As contribuições dessa abordagem nos levam a refletir sobre quanto os valores que adotamos, mesmo que de forma inconsciente, determinam a forma de pensar e de existir tanto do indivíduo quanto de uma comunidade. Devemos considerar essa abordagem como um sinal de alerta. Um chamamento para despertarmos para a influência que os valores exercem sobre as nossas vidas. Como uma proposta para realizarmos uma avaliação dos nossos valores, procurando perceber a origem e a intenção dos seus promotores, esse alerta nos remete, ainda, à reflexão sobre a necessidade de aprendermos outros valores ou de resgatarmos na nossa memória ancestral os valores humanos primordiais.

Penso que a questão primordial não é saber de quem é realmente a responsabilidade por essa degradação dos valores humanos. Mas, fica mais uma vez explícito o quanto a falta de conhecimento, cuidado e, talvez, de interesse pela complexidade da condição humana geram sofrimento, fragmentação e exclusão. Considero que a partir da consciência de que tudo isso está em nós poderemos encontrar formas para mudar; para escolher potencializar os nossos aspectos valorosos, positivos e, como diz Nietzsche, renascer como um novo homem ou o „além-homem‟.

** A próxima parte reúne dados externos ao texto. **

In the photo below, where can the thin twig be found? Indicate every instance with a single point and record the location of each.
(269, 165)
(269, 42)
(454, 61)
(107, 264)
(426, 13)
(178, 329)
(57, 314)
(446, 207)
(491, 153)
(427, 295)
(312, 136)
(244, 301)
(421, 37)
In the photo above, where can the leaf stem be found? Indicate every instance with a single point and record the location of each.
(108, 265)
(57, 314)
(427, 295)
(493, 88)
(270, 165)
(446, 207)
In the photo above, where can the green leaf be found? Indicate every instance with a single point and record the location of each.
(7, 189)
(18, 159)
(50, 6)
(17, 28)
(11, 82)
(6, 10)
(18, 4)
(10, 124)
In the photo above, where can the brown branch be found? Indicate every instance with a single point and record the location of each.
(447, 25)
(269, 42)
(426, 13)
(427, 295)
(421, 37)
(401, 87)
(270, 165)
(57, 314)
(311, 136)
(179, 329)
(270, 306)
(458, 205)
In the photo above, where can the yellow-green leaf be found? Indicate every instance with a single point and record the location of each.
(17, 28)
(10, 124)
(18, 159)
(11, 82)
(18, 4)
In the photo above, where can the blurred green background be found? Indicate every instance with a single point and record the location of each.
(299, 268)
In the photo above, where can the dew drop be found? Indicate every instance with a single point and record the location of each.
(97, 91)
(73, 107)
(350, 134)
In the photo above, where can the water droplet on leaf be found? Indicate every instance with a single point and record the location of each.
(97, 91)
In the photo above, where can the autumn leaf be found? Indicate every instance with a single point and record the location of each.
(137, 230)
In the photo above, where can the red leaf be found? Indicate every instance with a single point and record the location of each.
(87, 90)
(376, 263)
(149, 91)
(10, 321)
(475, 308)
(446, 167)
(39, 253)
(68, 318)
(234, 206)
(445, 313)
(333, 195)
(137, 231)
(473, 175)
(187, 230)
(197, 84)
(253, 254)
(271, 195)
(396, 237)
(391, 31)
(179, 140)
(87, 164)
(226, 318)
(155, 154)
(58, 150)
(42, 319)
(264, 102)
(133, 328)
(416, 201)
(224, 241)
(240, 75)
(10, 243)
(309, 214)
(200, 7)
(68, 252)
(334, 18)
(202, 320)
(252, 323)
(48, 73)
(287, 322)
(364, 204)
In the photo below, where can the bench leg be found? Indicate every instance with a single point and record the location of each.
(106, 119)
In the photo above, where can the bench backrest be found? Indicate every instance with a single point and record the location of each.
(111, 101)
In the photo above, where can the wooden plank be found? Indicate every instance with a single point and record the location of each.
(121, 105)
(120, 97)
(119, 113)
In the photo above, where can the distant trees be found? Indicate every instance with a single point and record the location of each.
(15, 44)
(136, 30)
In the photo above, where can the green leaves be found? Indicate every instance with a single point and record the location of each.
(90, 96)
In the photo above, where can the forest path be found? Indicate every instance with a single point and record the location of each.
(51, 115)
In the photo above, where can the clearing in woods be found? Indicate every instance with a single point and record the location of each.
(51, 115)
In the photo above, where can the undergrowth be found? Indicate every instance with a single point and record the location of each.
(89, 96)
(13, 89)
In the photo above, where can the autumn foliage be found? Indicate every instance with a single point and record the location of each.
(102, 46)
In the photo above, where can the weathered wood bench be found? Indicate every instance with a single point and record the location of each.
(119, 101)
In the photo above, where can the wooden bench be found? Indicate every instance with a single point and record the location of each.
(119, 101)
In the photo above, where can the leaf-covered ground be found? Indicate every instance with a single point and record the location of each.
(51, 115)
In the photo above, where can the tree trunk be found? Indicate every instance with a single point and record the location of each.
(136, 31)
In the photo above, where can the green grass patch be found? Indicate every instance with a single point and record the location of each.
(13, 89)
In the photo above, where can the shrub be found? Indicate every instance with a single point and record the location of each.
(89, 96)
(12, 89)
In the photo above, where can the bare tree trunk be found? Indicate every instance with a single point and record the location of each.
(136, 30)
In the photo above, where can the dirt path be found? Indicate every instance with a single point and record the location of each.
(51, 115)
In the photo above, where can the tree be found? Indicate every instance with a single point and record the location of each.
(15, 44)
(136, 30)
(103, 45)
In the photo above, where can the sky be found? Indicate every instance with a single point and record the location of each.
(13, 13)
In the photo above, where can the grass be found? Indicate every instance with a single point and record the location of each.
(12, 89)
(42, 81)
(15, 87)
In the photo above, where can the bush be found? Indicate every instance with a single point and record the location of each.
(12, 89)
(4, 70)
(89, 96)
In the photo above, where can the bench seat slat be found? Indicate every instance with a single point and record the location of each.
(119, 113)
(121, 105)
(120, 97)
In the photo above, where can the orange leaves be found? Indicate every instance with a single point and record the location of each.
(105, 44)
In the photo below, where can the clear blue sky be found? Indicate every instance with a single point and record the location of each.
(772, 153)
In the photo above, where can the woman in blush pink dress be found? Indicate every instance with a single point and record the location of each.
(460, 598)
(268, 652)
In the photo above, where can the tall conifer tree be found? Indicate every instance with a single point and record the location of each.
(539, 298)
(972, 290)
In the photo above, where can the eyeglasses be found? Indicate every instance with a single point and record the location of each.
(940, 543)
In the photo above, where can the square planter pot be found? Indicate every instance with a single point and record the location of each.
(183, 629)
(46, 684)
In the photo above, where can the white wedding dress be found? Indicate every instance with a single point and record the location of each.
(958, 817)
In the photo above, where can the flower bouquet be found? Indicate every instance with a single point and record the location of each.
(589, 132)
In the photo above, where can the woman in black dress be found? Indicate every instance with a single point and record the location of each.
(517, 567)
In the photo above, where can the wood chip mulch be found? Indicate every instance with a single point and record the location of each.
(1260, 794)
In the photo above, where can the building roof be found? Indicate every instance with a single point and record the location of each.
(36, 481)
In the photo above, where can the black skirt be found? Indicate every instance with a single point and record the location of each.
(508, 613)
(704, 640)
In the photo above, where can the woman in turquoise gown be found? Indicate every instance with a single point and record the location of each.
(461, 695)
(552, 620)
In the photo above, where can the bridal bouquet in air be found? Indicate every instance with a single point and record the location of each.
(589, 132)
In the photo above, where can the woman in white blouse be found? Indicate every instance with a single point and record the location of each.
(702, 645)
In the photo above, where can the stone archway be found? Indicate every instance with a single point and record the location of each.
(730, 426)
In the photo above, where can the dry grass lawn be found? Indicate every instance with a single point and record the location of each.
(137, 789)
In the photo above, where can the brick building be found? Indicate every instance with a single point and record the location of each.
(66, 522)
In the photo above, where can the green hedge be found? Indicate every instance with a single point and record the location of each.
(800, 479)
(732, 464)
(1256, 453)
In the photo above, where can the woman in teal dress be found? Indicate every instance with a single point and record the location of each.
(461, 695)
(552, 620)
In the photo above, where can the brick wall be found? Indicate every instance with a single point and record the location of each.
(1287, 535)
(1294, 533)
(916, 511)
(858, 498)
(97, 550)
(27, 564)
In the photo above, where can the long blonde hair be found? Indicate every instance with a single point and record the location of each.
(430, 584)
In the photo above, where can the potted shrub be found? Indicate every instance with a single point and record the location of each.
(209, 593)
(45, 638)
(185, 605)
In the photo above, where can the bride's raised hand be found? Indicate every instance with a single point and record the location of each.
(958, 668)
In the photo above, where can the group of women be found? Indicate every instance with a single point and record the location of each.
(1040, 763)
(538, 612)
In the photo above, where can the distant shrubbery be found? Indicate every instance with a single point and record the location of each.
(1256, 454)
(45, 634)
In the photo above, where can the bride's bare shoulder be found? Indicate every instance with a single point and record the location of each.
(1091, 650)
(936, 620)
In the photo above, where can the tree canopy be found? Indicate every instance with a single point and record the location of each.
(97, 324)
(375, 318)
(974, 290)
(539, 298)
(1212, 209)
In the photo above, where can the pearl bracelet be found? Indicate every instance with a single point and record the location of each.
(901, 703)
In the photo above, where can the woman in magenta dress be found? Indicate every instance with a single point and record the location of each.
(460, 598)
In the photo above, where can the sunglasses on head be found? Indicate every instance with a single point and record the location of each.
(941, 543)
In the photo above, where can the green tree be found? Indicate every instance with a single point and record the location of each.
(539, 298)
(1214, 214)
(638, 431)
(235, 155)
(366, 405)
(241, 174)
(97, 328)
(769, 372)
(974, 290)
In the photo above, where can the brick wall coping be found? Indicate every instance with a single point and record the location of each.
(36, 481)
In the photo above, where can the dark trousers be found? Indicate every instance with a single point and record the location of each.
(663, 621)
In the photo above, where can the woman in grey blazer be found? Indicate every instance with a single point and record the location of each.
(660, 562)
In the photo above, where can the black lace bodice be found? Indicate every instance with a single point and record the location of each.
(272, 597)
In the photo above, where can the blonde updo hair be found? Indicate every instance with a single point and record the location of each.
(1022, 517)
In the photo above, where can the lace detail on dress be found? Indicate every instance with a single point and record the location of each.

Uma outra questão que precisamos considerar é o perigo das institucionalizações dogmáticas dos conhecimentos humanos. Sabemos que alguns dos valores criados por instituições religiosas cristãs, ao institucionalizar o cristianismo, estão muito distantes dos ensinamentos propostos por Jesus Cristo. O próprio Nietzsche fez referência ao abismo entre valores vividos e ensinados por Jesus e os dogmatizados e impostos sob pena de castigo pela Igreja. Cristo tinha como valor estruturante de sua vida e de seus ensinamentos o amor. Ele pregava e praticava a afirmação amorosa e criadora da vida e de cada ser humano. Considero que Jesus Cristo é uma representação de ser humano autoconsciente, livre, que viveu a plenitude do amor. O próprio Nietzsche (1984, 35) parece reconhecer a grandiosidade desse mestre, ao afirmar: “Com alguma tolerância na expressão, poder-se-ia chamar Jesus um „espírito livre‟[...]”.

Talvez seres humanos assim como Jesus Cristo e outros que também representam „espíritos livres‟ tenham desenvolvido a consciência de si e do outro a ponto de poder con-viver em sociedade de forma ética, amorosa, cientes da sua condição de corresponsabilidade e do copertencimento à humanidade sem a

necessidade de normas morais. Isso porque eles têm os valores humanos primordiais, a noção de bem comum e do cuidado com a coletividade, internalizado em suas condutas. Mas, será que chegaremos a esse nível de consciência? Será que algum dia seremos capazes de con-viver regidos pela lei do amor?

Inquieta-me a abordagem apenas negativa de Nietzsche com relação a alguns valores instituídos pelo cristianismo como, por exemplo, a piedade. Na forma de autopiedade, concordo com esse filósofo por perceber que esse valor ou sentimento gera a vitimação e, talvez, uma baixa na autoestima que pode causar transtornos emocionais e psicológicos que dificultam o desenvolvimento da pessoa na medida em que ela não se responsabiliza pela própria ação e transfere para outrem (pessoa, sociedade, religião, entre outros) a responsabilidade pela sua forma de pensar e de agir.

Entretanto, o sentimento de piedade, no sentido de compaixão pelo sofrimento alheio, comiseração, misericórdia, pode fomentar ações de cuidado, de ajuda e de reconhecimento da própria humanidade através da compreensão da dor ou do drama do outro. Pode, ainda, despertar no indivíduo o veio da força motora da solidariedade e não só da caridade. Considerando que ser solidário significa dar-se em alguma medida para (o outro, uma causa em prol do desenvolvimento da humanidade, do bem comum, da natureza). Enquanto, ser caridoso representa dar algo a alguém.

Será que a transmutação dos valores, a exemplo da proposta por Nietzsche, só acontece substituindo os valores instituídos pela igreja católica pela força dos instintos? Ou será que a transmutação requer, também, uma profunda reflexão sobre os demais valores instituídos em nossa sociedade e a situação na qual a humanidade se encontra? Essa situação é instaurada, em parte, por valores e sentimentos de distorcidas culpabilidades e necessidades?